I realize this post is a bit "out there" but unless you've read "Outliers" it's a bit hard to explain just how much of an impact that book may have on a parent or teacher who has the ability to influence one or more children. Teachers are probably already aware of many of the concepts in this book, but not all of us are teachers. Some of us are just coming around to understanding that when we limit the opportunities given to our kids, we're limiting the opportunities they'll have later in life.

There's no real answer and I'm not asking for one - do we put an NXT in every classroom? That's not feasible and even so, it's not the best solution. Programs such as the OLPC (One Laptop Per Child) are just starting to scratch the surface of changes that need to be made, here and abroad. I wonder what kind of impact ONPC (One NXT Per Child) might have if it were even remotely possible...

4 comments:

jmenomeno said...

Very thought-provoking points. I haven't read Outliers, but I read Gladwell's previous book, Blink.

I live in an area that is a regional tech center, but the public schools are profoundly lacking in providing the opportunities to access that technology. The second grade gifted class has a laptop for every student, but they are at least five years old, as the units are donated and are 'retired' from service. As a result, the systems are slow and are ill-equipped to use the software that the school board recommends.

Loaning out teh NXT sets to this class is a way to give them access and from time to time I come in to show what the system can do. It's important that the access to better opportunities, whether it be to technology or art or whatever, be made relatable to the students. A wonderful machine can be very impressive to a child, but it presented wrong, his or her first comment could be, "I can't do that."

A very important component to learning that is pretty much ignored in schools these days, thanks to some policies designed for accountability and not learning, is the ability to inspire. Teachers need to facilitate access and inspire students to move forward. FLL is a good example of this.

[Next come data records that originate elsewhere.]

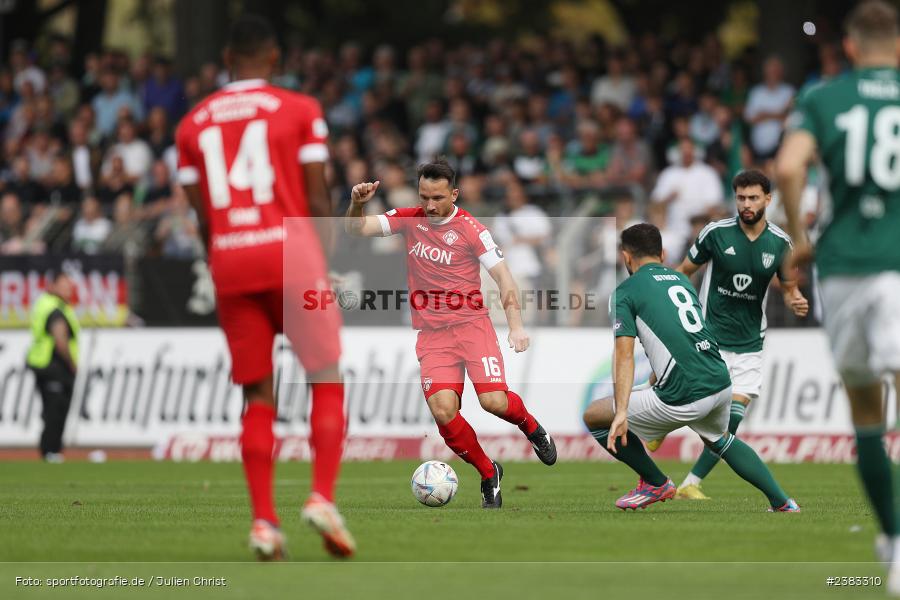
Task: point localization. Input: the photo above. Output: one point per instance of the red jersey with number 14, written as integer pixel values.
(443, 262)
(244, 146)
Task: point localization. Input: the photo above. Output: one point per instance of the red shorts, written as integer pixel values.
(251, 321)
(447, 354)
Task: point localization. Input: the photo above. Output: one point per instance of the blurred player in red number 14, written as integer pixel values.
(250, 156)
(446, 248)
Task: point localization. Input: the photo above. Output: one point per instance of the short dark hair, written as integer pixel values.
(642, 240)
(438, 169)
(873, 20)
(749, 178)
(250, 35)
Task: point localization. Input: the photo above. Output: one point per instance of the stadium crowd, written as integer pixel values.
(650, 131)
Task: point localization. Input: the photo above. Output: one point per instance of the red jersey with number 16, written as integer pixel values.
(244, 146)
(443, 262)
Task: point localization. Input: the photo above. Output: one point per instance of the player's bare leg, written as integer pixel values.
(690, 487)
(461, 438)
(653, 486)
(327, 429)
(257, 443)
(874, 467)
(509, 406)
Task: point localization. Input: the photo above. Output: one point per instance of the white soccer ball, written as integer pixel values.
(434, 483)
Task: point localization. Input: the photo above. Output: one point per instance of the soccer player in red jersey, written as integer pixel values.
(446, 248)
(249, 156)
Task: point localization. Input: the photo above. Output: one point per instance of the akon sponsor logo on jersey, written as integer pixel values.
(431, 253)
(244, 216)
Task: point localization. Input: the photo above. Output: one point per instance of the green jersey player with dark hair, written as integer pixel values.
(692, 387)
(742, 255)
(852, 125)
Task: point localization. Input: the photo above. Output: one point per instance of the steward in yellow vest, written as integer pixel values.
(53, 356)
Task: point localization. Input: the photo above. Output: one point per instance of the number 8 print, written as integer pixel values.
(682, 300)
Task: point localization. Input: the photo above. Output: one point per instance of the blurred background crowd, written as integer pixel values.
(541, 131)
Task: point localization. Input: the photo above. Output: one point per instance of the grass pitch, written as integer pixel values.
(558, 535)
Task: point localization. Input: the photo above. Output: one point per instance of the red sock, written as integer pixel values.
(461, 438)
(518, 415)
(257, 443)
(327, 428)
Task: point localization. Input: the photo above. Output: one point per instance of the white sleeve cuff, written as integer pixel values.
(385, 225)
(491, 258)
(313, 153)
(188, 175)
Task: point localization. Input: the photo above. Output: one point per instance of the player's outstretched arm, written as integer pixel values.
(509, 296)
(688, 267)
(623, 371)
(355, 221)
(196, 201)
(797, 151)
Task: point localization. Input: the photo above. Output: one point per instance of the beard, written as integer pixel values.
(753, 220)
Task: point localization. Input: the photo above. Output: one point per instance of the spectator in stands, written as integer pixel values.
(24, 70)
(586, 158)
(22, 117)
(522, 230)
(529, 163)
(46, 117)
(177, 231)
(702, 125)
(21, 183)
(135, 153)
(631, 162)
(471, 196)
(537, 117)
(461, 156)
(396, 188)
(91, 229)
(85, 159)
(159, 134)
(111, 100)
(164, 90)
(419, 87)
(114, 181)
(616, 86)
(431, 135)
(12, 223)
(159, 187)
(61, 188)
(685, 190)
(767, 107)
(128, 234)
(728, 154)
(40, 149)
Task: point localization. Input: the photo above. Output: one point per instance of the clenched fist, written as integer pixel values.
(363, 192)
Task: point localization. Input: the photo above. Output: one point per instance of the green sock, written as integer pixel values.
(875, 472)
(709, 459)
(746, 463)
(634, 456)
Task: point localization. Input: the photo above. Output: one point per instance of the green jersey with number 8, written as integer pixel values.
(659, 306)
(855, 120)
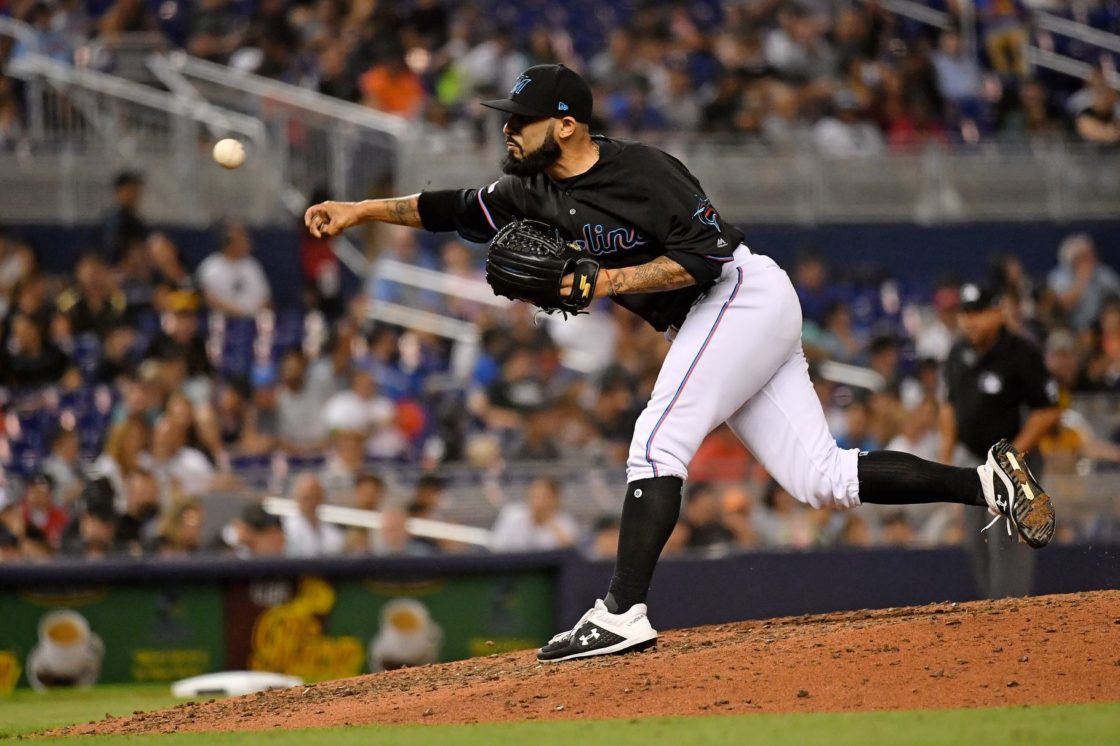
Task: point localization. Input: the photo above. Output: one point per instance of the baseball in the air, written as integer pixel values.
(229, 154)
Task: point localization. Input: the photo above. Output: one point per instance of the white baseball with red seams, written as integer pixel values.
(737, 358)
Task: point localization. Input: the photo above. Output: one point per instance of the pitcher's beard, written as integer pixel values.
(534, 162)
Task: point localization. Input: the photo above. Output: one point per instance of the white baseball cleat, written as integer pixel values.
(1011, 492)
(602, 633)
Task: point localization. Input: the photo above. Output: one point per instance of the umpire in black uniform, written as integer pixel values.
(997, 387)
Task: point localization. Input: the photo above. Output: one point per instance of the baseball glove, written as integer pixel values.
(528, 260)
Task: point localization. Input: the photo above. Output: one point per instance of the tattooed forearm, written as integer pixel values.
(662, 273)
(399, 211)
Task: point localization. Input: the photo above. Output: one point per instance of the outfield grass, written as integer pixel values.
(1082, 725)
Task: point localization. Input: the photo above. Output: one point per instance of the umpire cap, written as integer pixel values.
(548, 91)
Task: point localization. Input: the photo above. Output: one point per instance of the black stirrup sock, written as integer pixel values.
(650, 514)
(890, 477)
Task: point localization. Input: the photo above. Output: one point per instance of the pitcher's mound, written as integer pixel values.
(1043, 650)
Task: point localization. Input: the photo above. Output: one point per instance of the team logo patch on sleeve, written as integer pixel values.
(706, 213)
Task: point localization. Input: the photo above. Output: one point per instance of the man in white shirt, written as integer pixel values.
(535, 524)
(232, 280)
(363, 409)
(305, 534)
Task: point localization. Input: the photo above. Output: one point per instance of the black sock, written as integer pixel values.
(650, 513)
(890, 477)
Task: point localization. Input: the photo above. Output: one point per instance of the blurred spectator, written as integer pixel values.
(168, 271)
(394, 540)
(11, 117)
(535, 524)
(323, 272)
(232, 280)
(1005, 35)
(782, 521)
(236, 420)
(94, 305)
(96, 531)
(392, 87)
(344, 463)
(29, 361)
(363, 410)
(996, 388)
(305, 533)
(126, 443)
(811, 280)
(845, 134)
(40, 511)
(299, 404)
(17, 262)
(537, 438)
(1099, 122)
(703, 520)
(884, 357)
(117, 360)
(260, 533)
(604, 543)
(29, 298)
(1080, 282)
(936, 337)
(180, 529)
(897, 530)
(121, 226)
(369, 495)
(215, 30)
(858, 427)
(959, 76)
(64, 466)
(137, 525)
(918, 432)
(179, 339)
(428, 497)
(176, 465)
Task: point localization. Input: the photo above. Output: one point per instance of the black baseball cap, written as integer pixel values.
(544, 91)
(976, 297)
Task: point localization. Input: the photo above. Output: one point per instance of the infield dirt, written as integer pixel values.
(1028, 651)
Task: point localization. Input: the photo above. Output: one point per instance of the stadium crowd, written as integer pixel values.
(849, 78)
(137, 388)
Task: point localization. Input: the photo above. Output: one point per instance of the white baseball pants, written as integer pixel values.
(737, 358)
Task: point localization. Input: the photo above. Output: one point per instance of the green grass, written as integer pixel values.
(28, 711)
(1082, 725)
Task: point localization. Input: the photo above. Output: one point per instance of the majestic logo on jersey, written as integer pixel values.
(598, 240)
(706, 213)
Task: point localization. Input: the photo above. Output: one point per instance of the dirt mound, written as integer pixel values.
(1044, 650)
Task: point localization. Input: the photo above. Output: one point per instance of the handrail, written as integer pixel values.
(917, 11)
(354, 516)
(226, 121)
(1075, 30)
(291, 95)
(1069, 65)
(17, 29)
(428, 279)
(423, 320)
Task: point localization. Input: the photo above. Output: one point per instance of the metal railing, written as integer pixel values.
(83, 126)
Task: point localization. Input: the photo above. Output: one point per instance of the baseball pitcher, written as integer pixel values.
(579, 217)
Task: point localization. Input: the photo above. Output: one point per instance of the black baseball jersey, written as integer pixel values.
(991, 390)
(635, 204)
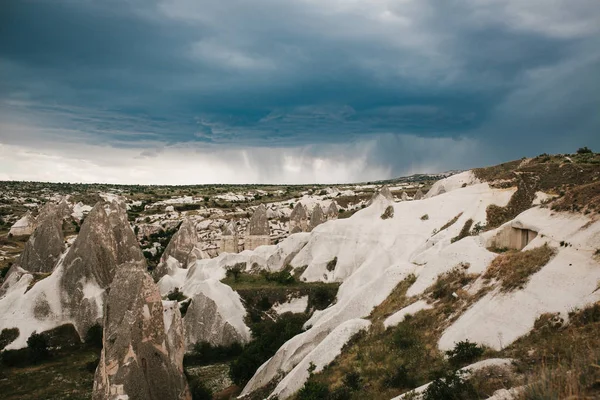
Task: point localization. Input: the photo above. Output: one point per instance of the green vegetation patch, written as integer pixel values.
(514, 268)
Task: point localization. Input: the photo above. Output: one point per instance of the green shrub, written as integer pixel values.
(584, 150)
(313, 391)
(93, 337)
(268, 337)
(388, 213)
(92, 365)
(176, 295)
(464, 353)
(320, 297)
(183, 306)
(235, 271)
(198, 389)
(206, 353)
(453, 386)
(4, 270)
(352, 380)
(405, 335)
(15, 358)
(400, 378)
(331, 264)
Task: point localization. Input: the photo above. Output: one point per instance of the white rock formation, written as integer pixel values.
(24, 226)
(142, 355)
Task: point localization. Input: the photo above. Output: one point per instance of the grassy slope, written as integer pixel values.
(64, 376)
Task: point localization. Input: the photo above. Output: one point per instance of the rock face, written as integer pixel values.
(139, 359)
(384, 192)
(182, 243)
(23, 227)
(258, 229)
(298, 219)
(230, 239)
(45, 244)
(332, 211)
(317, 217)
(181, 247)
(105, 242)
(204, 322)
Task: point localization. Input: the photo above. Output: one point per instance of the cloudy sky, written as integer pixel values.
(236, 91)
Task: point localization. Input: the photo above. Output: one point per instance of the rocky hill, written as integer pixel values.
(487, 286)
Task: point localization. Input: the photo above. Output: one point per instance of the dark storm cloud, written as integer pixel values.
(273, 73)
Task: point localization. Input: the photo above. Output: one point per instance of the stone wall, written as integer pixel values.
(229, 244)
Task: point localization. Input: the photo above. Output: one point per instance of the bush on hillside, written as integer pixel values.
(206, 353)
(320, 297)
(584, 150)
(331, 264)
(313, 391)
(352, 380)
(268, 337)
(177, 295)
(388, 213)
(198, 388)
(513, 269)
(464, 353)
(453, 386)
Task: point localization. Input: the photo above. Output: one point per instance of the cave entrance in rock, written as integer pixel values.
(522, 237)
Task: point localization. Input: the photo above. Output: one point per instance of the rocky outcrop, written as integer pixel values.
(24, 226)
(105, 242)
(258, 230)
(182, 248)
(298, 219)
(61, 209)
(384, 193)
(142, 351)
(332, 211)
(45, 245)
(230, 238)
(182, 243)
(204, 322)
(317, 217)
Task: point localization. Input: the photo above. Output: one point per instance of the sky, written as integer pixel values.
(294, 91)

The irony is that as you point out, that many of the things gained are non-measurable. But those capacities are MUCH more important in life than what is taught and held accountable for schools.

If ONPC came true, over half of them would probably be left alone, a quarter of them would be used and regarded as a toy...but the last quarter would create the next generation of engineers and leaders. That's only because there would be a lot more needed than just an NXT to take advantage of the opportunity it provides.

Good thoughts, Jim!

Larry Langellier said...

Interesting post! I'm am going to order my own copy of Outliers - sounds like a book I'll love.

Thanks Jim!

BlueToothKiwi said...
This comment has been removed by the author.
BlueToothKiwi said...

Jim,

Just like you, I am also a father and have a 2 year old toddler. So I read your post (as well as JMeno's comments above) with interest.

I will check this book out - but in the mean time the only point I like to add is that the environment is not just what technology and world experience you can expose to a child - but the quality time a parent is prepared to sacrifice sharing what they are exposed to and improving their life skills so they not just end up a 'nerd' but a more rounded individual. To me that is a better measure of 'success' in life.

By the way - I am not as lucky as you - I had to contend with a Sinclair ZX81 as my first computer - as opposed to an Apple ! However, your points is very valid.

My two year old is a whiz with her Dulpo kit and her Fisher price computer with the mouse & key board.

She is also surrounded by three older children who are totally into technology, gadgets and NXT robotics. I am sure that many of her motor skills and problem solving skills are severely enhanced by what she is exposed to in her 'environment'.